Un signal d’alarme vient d’être tiré en Australie : une substance opioïde de synthèse extrêmement puissante, le protodesnitazène, a été identifiée pour la première fois sur le territoire. Si cette découverte inquiète déjà les autorités sanitaires en raison de son potentiel létal, c’est surtout son apparition dans des liquides de vapotage issus du marché noir qui soulève de vives inquiétudes. Derrière cette alerte se cache une problématique grandissante : l’utilisation croissante de la cigarette électronique comme vecteur de substances illicites, en particulier chez les plus vulnérables.

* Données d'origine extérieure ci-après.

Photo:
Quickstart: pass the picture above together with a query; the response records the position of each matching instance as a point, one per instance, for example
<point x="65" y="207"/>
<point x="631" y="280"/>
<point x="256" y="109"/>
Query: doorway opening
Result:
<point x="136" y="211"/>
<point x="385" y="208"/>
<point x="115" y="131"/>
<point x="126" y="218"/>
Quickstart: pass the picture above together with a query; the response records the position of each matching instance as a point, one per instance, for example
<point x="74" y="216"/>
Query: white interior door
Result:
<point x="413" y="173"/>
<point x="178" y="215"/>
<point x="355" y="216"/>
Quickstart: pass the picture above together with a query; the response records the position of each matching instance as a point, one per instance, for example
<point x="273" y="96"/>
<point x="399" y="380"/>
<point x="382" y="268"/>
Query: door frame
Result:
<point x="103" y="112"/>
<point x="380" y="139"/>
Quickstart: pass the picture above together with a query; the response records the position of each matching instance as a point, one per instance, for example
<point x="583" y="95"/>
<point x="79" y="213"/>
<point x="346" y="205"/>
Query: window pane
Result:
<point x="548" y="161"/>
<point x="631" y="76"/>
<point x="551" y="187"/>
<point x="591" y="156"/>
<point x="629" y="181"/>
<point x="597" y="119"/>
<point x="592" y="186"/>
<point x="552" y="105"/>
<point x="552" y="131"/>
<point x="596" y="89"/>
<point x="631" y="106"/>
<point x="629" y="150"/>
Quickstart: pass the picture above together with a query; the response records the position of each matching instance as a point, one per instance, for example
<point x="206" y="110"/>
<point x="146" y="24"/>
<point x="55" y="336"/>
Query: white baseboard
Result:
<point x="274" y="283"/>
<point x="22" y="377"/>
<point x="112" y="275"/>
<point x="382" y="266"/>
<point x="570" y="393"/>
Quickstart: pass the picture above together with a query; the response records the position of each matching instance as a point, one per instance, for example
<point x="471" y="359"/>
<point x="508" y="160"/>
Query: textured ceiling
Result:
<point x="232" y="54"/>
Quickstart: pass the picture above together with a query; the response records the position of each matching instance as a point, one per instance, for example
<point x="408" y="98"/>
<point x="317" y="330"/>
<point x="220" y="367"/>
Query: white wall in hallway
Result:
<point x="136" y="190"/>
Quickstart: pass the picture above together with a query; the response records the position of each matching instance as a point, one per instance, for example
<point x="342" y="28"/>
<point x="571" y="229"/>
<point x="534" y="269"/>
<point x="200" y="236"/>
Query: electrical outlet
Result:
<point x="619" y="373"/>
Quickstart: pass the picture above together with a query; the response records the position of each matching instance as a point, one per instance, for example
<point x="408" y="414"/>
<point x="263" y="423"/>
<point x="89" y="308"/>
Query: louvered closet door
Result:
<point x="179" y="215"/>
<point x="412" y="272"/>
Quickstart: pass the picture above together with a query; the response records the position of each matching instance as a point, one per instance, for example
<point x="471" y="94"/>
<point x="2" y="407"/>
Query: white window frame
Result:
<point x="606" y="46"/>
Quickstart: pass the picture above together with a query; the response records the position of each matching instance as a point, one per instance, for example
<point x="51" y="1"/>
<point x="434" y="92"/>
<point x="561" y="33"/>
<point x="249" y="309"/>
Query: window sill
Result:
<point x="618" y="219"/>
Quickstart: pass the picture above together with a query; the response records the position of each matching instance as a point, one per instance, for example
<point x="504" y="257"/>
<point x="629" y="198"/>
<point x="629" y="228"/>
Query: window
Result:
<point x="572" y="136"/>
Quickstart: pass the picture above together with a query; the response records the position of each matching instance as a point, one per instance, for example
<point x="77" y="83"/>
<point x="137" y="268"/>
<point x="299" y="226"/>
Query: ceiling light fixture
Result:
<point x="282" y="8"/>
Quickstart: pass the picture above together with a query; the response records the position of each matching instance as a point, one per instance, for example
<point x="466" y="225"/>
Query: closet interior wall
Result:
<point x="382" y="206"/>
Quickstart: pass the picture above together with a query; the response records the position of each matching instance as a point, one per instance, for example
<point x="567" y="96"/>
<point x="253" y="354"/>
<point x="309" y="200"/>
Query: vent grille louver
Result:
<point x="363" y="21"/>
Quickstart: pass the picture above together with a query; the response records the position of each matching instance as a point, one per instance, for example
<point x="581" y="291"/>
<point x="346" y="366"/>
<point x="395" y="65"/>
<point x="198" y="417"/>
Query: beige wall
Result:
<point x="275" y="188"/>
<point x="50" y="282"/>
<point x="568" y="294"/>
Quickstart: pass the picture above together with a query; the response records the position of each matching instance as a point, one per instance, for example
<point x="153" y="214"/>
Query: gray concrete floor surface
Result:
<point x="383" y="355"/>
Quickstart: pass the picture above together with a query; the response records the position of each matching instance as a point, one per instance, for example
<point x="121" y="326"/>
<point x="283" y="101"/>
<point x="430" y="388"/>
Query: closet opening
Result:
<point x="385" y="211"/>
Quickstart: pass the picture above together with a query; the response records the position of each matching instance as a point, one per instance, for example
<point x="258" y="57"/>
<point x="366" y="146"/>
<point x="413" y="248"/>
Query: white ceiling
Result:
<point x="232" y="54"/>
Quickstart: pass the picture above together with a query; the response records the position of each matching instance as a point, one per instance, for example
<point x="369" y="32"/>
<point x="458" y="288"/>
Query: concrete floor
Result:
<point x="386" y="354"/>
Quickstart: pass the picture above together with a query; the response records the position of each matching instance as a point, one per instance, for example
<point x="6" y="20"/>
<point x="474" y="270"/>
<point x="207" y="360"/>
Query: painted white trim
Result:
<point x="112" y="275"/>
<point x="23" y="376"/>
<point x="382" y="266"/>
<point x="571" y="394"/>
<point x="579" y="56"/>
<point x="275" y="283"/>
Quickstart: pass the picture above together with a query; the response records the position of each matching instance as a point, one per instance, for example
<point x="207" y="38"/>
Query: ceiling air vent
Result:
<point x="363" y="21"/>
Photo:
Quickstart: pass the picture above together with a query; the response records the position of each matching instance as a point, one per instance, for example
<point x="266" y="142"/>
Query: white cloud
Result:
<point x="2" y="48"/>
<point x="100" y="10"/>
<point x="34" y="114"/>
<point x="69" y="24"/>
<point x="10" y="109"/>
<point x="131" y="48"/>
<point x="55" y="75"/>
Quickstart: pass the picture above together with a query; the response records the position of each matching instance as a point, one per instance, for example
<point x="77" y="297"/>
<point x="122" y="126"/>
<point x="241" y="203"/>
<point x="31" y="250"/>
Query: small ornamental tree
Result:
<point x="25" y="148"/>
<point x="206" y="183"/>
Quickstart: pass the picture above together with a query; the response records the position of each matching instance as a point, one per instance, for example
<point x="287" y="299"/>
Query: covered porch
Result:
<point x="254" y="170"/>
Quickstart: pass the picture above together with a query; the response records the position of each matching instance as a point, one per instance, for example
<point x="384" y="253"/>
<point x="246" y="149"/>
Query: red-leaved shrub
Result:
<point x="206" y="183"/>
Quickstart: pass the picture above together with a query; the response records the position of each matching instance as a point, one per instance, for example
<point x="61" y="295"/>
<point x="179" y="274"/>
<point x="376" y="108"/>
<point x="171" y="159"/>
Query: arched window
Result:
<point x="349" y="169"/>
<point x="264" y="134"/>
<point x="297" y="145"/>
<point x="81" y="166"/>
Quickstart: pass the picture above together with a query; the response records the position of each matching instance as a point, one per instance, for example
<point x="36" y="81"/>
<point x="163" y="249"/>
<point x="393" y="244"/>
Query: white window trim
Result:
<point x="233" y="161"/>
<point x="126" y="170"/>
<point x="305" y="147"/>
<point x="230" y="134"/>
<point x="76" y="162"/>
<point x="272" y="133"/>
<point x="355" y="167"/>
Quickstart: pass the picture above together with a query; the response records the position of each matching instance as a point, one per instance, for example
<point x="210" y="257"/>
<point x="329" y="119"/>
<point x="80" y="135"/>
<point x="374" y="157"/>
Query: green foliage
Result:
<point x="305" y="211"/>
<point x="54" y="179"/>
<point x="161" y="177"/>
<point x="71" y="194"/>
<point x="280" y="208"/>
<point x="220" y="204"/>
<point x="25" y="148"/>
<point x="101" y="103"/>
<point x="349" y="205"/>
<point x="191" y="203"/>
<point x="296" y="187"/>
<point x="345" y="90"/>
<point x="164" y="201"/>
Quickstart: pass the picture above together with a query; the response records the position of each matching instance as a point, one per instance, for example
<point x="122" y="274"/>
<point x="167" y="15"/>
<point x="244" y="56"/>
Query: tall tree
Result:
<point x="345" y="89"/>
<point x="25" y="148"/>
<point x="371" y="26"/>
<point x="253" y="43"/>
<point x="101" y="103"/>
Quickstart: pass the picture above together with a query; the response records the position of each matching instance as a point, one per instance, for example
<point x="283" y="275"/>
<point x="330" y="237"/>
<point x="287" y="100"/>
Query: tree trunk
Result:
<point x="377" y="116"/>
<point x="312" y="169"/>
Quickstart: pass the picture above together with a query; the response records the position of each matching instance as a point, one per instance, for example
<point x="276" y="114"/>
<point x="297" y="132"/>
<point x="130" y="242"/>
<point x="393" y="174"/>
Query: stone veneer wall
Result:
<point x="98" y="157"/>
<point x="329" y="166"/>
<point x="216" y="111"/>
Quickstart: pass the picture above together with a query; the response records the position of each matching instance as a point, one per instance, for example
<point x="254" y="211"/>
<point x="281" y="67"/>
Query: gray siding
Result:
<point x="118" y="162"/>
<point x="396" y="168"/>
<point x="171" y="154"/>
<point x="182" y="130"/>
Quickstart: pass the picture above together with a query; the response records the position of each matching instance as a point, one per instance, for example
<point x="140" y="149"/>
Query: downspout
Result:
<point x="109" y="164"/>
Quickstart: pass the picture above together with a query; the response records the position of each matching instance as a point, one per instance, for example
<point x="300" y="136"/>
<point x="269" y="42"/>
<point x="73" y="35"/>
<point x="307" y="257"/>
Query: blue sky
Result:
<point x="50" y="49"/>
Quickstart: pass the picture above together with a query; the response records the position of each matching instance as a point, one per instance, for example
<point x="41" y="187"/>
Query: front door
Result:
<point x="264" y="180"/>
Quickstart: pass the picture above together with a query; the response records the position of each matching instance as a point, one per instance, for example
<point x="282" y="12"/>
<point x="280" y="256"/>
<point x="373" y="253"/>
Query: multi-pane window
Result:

Des e-liquides contaminés aux opioïdes
Selon les autorités de santé australiennes, ce nitazène de nouvelle génération a été retrouvé dans des produits de vapotage utilisés par un groupe de personnes à Sydney. Ces utilisateurs ignoraient totalement que leurs vapes contenaient un opioïde de synthèse. Certains ont ainsi développé une dépendance physique sévère aux opioïdes sans jamais avoir eu l’intention d’en consommer. L’un d’entre eux s’est même présenté aux urgences en état de sevrage, sans comprendre l’origine de ses symptômes.
La vape, nouvelle cible des trafiquants
Les nitazènes, des substances fabriquées chimiquement, sont souvent plus puissants que le fentanyl — un opioïde déjà responsable d’une épidémie de décès en Amérique du Nord. Leur fabrication ne nécessite ni opium ni ressources naturelles, ce qui les rend facilement accessibles aux réseaux criminels.
Face à l’intensification des contrôles sur les opioïdes classiques, les fabricants clandestins innovent et diffusent ces molécules dans des canaux de consommation non conventionnels, notamment les e-liquides. La vape devient ainsi un vecteur discret de diffusion de ces substances mortelles, d’autant plus difficile à contrôler que les produits sont souvent vendus sous le manteau ou en ligne, sans aucune régulation.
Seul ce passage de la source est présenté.